# 28RSS, it's here, in my driveway!!!



## fletcherdt (May 16, 2004)

Finally, we pick up our Outback, and I can "officially" join the Outbackers! Met a really nice lady who picked up her Outback today, too. She has been lurking on here before. It is wonderful! The colors in the 28rss are the Sidney Fawn, like the fifth wheels has, and the stereo system is awesome. I hope to see the West Coasters on the road, thanks for your help and suggestions everyone.







I will get pics up soon!
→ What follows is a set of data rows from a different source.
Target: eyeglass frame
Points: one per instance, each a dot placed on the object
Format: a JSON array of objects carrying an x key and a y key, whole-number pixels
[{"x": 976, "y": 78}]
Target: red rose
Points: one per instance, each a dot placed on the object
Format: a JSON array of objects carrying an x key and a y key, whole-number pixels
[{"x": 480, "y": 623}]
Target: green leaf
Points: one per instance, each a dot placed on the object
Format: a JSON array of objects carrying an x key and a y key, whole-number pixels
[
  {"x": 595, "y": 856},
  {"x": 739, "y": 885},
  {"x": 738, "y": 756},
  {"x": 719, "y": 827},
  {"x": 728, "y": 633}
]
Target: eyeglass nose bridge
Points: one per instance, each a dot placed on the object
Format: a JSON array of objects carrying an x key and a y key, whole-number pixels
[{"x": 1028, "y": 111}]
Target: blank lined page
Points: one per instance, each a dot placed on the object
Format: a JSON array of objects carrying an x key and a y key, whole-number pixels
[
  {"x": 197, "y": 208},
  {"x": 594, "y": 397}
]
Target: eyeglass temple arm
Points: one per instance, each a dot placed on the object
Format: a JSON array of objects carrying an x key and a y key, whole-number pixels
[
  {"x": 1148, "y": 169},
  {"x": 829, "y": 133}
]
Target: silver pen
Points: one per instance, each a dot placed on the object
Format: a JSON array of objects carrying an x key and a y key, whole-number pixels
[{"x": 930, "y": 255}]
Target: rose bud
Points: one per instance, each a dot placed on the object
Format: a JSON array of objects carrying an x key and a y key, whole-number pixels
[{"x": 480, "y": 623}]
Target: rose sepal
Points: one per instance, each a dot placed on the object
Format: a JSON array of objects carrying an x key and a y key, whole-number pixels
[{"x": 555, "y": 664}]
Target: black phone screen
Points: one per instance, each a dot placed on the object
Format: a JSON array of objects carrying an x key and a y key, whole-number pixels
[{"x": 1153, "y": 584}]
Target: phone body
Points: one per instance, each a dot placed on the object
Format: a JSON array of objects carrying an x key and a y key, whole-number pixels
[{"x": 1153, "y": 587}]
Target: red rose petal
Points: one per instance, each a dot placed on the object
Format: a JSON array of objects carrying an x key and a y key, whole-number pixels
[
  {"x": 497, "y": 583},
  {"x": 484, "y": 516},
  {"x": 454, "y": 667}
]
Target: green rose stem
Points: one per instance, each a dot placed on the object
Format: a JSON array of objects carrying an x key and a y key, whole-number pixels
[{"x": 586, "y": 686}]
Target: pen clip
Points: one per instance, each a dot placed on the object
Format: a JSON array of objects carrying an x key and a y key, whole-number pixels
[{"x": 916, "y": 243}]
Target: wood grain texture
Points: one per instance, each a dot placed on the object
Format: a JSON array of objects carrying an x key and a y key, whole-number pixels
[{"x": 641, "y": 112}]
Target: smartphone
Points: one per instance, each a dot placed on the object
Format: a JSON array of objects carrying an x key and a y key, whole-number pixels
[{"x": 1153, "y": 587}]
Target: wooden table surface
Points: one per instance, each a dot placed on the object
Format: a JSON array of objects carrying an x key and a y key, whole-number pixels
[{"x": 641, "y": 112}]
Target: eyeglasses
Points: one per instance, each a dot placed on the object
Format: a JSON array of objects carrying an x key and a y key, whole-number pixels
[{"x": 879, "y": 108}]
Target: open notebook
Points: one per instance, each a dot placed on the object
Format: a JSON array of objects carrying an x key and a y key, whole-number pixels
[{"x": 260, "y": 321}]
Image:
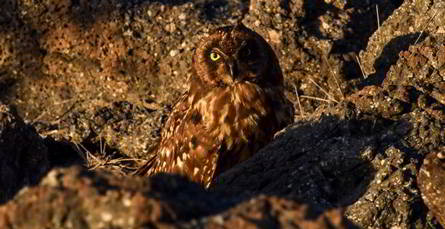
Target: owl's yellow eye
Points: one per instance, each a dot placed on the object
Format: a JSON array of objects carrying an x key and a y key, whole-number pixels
[{"x": 214, "y": 56}]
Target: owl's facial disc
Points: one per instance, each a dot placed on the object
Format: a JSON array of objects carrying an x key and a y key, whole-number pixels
[{"x": 238, "y": 64}]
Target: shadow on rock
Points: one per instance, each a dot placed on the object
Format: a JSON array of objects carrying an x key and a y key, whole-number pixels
[
  {"x": 390, "y": 55},
  {"x": 326, "y": 163}
]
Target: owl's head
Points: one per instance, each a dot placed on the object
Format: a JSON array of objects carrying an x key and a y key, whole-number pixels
[{"x": 236, "y": 54}]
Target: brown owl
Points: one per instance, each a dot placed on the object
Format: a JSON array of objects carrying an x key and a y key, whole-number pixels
[{"x": 233, "y": 107}]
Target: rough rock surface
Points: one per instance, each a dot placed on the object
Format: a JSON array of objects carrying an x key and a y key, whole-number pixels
[
  {"x": 101, "y": 76},
  {"x": 431, "y": 182},
  {"x": 76, "y": 198},
  {"x": 23, "y": 155}
]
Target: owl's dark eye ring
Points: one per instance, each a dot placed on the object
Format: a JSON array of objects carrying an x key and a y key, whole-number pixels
[
  {"x": 214, "y": 56},
  {"x": 247, "y": 52}
]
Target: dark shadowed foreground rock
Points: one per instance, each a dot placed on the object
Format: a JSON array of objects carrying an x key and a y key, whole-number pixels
[
  {"x": 431, "y": 181},
  {"x": 77, "y": 198},
  {"x": 23, "y": 155}
]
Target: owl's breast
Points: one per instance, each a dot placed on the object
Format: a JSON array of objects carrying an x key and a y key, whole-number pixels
[{"x": 236, "y": 114}]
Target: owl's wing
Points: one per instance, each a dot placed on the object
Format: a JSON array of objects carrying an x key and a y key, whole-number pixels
[{"x": 178, "y": 113}]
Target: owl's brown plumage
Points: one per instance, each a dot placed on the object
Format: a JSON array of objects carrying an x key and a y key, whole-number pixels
[{"x": 233, "y": 107}]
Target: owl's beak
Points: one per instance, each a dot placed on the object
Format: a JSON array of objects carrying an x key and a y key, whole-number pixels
[{"x": 234, "y": 70}]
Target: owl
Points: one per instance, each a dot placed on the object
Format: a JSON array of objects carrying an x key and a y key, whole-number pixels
[{"x": 233, "y": 107}]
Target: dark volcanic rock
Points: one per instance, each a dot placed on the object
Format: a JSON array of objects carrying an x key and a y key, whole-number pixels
[
  {"x": 23, "y": 155},
  {"x": 104, "y": 74},
  {"x": 431, "y": 181},
  {"x": 76, "y": 198}
]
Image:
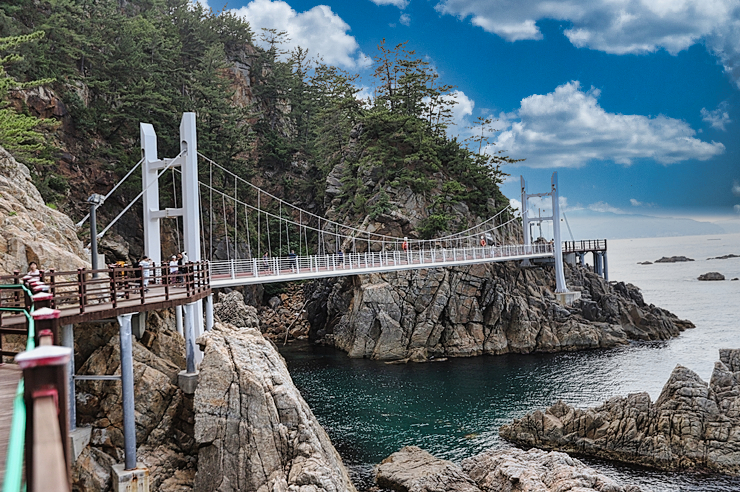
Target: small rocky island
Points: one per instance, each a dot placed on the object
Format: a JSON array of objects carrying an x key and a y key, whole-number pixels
[
  {"x": 711, "y": 276},
  {"x": 673, "y": 259},
  {"x": 414, "y": 470},
  {"x": 691, "y": 426}
]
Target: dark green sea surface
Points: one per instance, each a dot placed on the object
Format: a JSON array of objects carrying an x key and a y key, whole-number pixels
[{"x": 454, "y": 408}]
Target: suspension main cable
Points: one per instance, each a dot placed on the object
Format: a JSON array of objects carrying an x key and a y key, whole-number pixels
[
  {"x": 120, "y": 182},
  {"x": 138, "y": 196},
  {"x": 269, "y": 215}
]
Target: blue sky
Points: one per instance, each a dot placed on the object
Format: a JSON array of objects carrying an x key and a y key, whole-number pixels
[{"x": 636, "y": 103}]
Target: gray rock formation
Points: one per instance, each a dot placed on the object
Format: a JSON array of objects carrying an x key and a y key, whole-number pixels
[
  {"x": 482, "y": 309},
  {"x": 711, "y": 276},
  {"x": 29, "y": 230},
  {"x": 231, "y": 309},
  {"x": 254, "y": 430},
  {"x": 164, "y": 416},
  {"x": 413, "y": 470},
  {"x": 691, "y": 425},
  {"x": 673, "y": 259},
  {"x": 537, "y": 471}
]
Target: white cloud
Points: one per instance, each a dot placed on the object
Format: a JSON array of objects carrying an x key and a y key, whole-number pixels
[
  {"x": 203, "y": 3},
  {"x": 319, "y": 30},
  {"x": 604, "y": 207},
  {"x": 462, "y": 107},
  {"x": 616, "y": 26},
  {"x": 568, "y": 128},
  {"x": 717, "y": 118},
  {"x": 401, "y": 4},
  {"x": 637, "y": 203}
]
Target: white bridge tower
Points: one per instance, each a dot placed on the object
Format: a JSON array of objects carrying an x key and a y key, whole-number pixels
[
  {"x": 152, "y": 170},
  {"x": 561, "y": 290}
]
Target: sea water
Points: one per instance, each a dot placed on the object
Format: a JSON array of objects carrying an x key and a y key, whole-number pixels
[{"x": 453, "y": 409}]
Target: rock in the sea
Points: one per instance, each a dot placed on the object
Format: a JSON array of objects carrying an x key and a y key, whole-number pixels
[
  {"x": 724, "y": 257},
  {"x": 711, "y": 276},
  {"x": 537, "y": 471},
  {"x": 232, "y": 309},
  {"x": 253, "y": 428},
  {"x": 691, "y": 425},
  {"x": 673, "y": 259},
  {"x": 480, "y": 309},
  {"x": 29, "y": 230},
  {"x": 414, "y": 470}
]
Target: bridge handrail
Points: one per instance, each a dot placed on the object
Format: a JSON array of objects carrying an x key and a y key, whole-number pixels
[
  {"x": 85, "y": 288},
  {"x": 273, "y": 266},
  {"x": 585, "y": 245},
  {"x": 16, "y": 443}
]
Shake down on Tuesday at Yosemite!


----------



## NWcamper2 (Mar 28, 2004)

Congratulations









We are west coasters too sunny

action


----------



## NDJollyMon (Aug 22, 2003)

Congrats!


----------



## campingtom170 (Apr 26, 2004)

Congrats on the new 28RSS







. We are in So Cal and getting ready for a long summer of camping. Hope to see you on the road.

Tom sunny


----------



## lukn2doit2 (Jun 4, 2004)

congrats!!!! great shakedown trip planned! we're in the south east, want to see the west side soon in out OUTBACK!


----------



## jallen58 (Oct 27, 2003)

Congrtas







From another West Coaster.

Jim


----------



## Twins Make 4 (Apr 25, 2004)

Way to go Fletch, we love our 28 rss. We'll be all over the Sierras as well as the Central CA coast this summer. Let us know if you are coming our way we'll keep our eyes peeled for you.

Congrats & have fun.


----------



## jlstew (May 29, 2004)

Congratulations, hope you have many great outbacking times. I am a west coaster in central CA and like Twins Make 4 I will be at the coast and Sierras all summer long, leave in one week for Lake Tahoe, can't wait. See you on the road.


----------



## Twins Make 4 (Apr 25, 2004)

Hey JL, we're thinking of Tahoe as well. Where are you planning on staying? We've been looking but it's be quite some time since I've camped up there.

Good to hear from you.


----------



## polygraphpat (Mar 4, 2004)

Welcome and enjoy!!


----------



## jlstew (May 29, 2004)

Hey Twins, hope you are enjoying the new trailer. We always stay at Meeks Bay Resort on the west side of the lake. There are only 10 or 12 sites with full hookups and plenty of dry sites. We have had our reservations since January, so I don't know what there booking is like. It is the only campground that you don't have to cross a road to get to the beach. Just step out of your trailer walk 50 yards and you are in paradise. We are leaving the 22nd







of June and will return the 29th







well rested and ready to work! I think this is the web site 
http://www.meeksbayresort.com


----------